Nicodemus in the gospel reading reminds us about that curiosity we have about baptism. The incredulity of being born a second time, from above. He represents the childlike wonder about inclusion in the love of Christ. The gospel reading helps us those of us already baptized recover that wonder, especially if it was long ago. To remember that either as infants or adults we were baptized, born from above, in Christ. This is good news in a world gone upside down. It is good news that Christ’s love grounds us right now. No conditionals apply to baptism: “If only we get our life in order, then we’ll find love. If only we discover success then we’ll feel loved and whole. If only we are recognized as being famous for something then we’ll feel wanted and needed.” In baptism Christ recognizes us fully as his the way we are. And we desperately need the gift of grace in a world full of conditionals.

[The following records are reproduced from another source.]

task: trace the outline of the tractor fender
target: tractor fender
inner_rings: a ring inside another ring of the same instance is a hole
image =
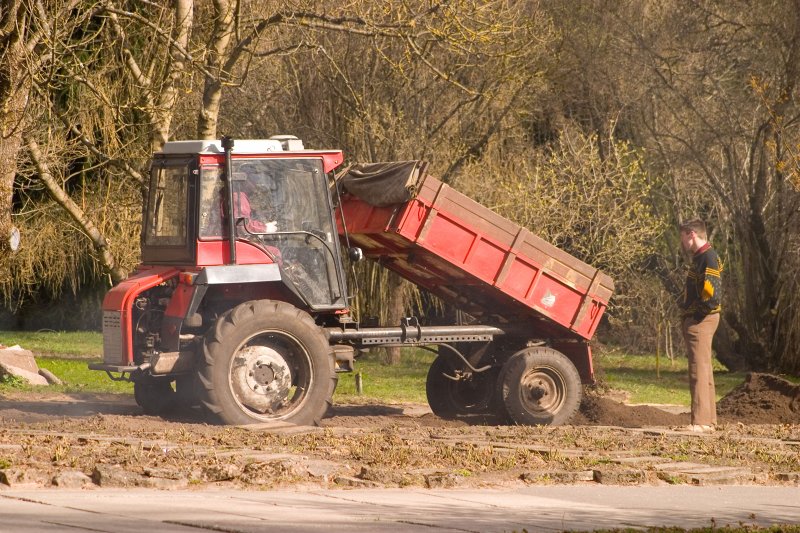
[[[180,350],[181,330],[191,325],[195,313],[203,301],[207,285],[186,283],[183,279],[172,291],[172,297],[164,310],[161,321],[161,351],[177,352]]]
[[[161,350],[179,351],[181,331],[186,326],[195,325],[195,314],[213,285],[242,283],[263,283],[281,281],[277,264],[263,265],[221,265],[203,268],[193,276],[191,283],[181,280],[172,293],[172,298],[164,311],[161,325]]]

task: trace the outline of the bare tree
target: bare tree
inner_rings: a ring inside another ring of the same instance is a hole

Now it’s your turn to consider the gospel reading and theme of baptism. Sundays in Lent we take five minutes to consider the question printed at the top of your folder: “What are ways baptism grounds our daily lives?” I’ll give you five minutes to talk in small groups with those seated around you.

[Take three comments.]

Brief story of the unexpected. The other day I was walking through the forest and I was wrapping up a man approached me. He asked what I do and I mentioned I am a pastor. He then told me that Martin Luther King Jr. is smiling down upon me from heaven. He also shared materials about the benefits of using flax as a building material. And how we’re all interconnected in one big open network up in the sky. On the one hand it was a bit wild. On the other hand is was an unexpected blessing like Nicodemus received, marvelling how all these things are possible. Through God we know all things are possible, trusting in the love rooted in baptism in Jesus. Amen.